SONGS MY BROTHERS TAUGHT ME by Chloe Zhao
A rare and admirable example of representation of the contemporary Native American community. Songs My Brothers Taught Me is more specifically set in Pine Ridge, an empoverished area of South Dakota plagued by alcoholism and general neglect. The narrative is not particularly original - a young man from the community dreams of getting away. Yet, first time feature director Chloe Zhao makes the viewing experience very rewarding by focusing on atmosphere, not least of all by taking advantage of the distinctive desertic setting, but also by revealing the fascinating community as a whole and with a closer examination of individual characters and their own distinctive personalities.
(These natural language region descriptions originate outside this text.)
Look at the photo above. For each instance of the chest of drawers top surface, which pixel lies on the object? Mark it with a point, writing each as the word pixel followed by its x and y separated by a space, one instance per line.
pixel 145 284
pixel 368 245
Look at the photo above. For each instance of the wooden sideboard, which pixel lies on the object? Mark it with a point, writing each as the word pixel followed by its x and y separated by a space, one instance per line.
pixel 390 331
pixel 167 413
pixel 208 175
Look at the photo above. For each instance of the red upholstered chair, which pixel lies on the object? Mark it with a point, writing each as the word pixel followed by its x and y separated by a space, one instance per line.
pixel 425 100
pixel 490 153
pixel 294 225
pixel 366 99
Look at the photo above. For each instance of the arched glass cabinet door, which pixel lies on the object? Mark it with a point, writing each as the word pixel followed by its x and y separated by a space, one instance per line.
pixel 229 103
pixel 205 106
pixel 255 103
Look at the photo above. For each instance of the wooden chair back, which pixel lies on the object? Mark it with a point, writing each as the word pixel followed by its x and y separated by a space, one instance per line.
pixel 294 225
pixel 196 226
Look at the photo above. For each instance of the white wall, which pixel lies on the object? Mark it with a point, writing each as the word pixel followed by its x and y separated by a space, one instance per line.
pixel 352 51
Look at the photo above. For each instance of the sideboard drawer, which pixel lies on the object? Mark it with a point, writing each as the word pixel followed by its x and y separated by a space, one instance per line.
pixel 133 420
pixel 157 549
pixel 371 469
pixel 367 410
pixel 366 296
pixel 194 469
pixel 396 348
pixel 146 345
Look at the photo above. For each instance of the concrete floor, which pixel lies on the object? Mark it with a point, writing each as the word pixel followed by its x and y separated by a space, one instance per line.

This also prevents the film from seeming preachy, and feeling more like a tribute with an uplifting final message about the hope that rests in the hands of future generations. Songs My Brothers Taught Me is also a testimony to the great impact and enriching aspects of street casting. The lead players, mostly playing themselves, are incredible and add a great tinge of realism that would have been difficult to achieve otherwise.